Chain restaurants use this technique all the time. Low capital, great profits and, when the lease terminates, the owner gets the land and the improvements to offset the lower rate of return on the ground lease for all those years. The tenant makes enough money to offset the cost of improvements and even gets to write it off against taxes owed.

These win/win incentives are called ground leases with reversion, and are common throughout the 19,000 general aviation airports in the U.S. This is the type of lease we have here at our airport. Further, the Federal Aviation Administration demands, in writing, the city take back the property at the end of the lease.

Imagine, Mr. Gros, if you held the landlord’s position. You would most certainly enforce the termination of the lease and be fending off articles like the one you just cleverly wrote.

The leases were signed by all parties, without duress, and included a clause calling for quitclaims back to the landlord (city) to avoid any future confusion. But now, a list of arguments, not pertinent to the terms of the lease, are being bandied about.

They all have a commonality as follows:

1. Ignore the law and the lease.

2. Reject paying back the landlord (taxpayer) with reversion (the improvements) even though previously agreed in writing.

3. Insistence that despite using taxpayer money to ensure profit, profit should go to private business or individuals, and not to the city for the future improvement of the airport facility.

4. Politicizing the disagreement, as if it were a liberal or conservative issue, when it is simply a very common business issue, with a clear, enforceable contract.

There is an existing valid lease coming to termination, but now one side simply doesn’t like the terms they agreed to and operated under for over 30 years. They want to bite the hand that feeds them, stiff the taxpayers, and disregard the law.

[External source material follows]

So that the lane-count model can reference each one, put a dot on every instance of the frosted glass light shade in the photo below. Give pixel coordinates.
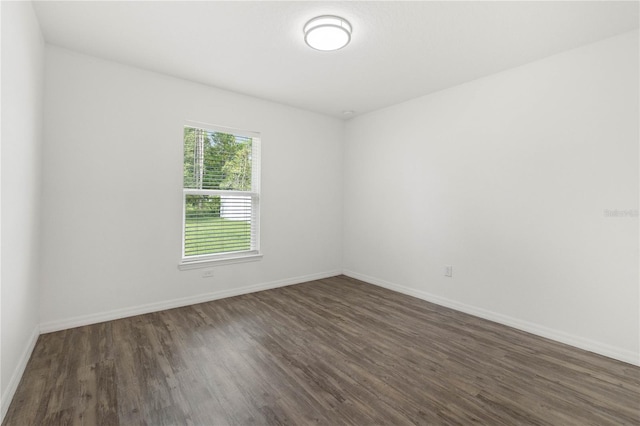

It’s really quite that simple. We will probably see lawsuits with no merit, eating up taxpayer and private citizen funds alike. But please read the publicly available lease. It will become apparent it is fair, enforceable and not the least bit ambiguous.

Please support our City Council and all taxpayers in receiving their fair, agreed upon return on this lease, for the future benefit of our airport, with our continued support of small businesses throughout our community, and oppose those that advocate the rejection of law, order and legal written contracts, while promoting self-aggrandizement.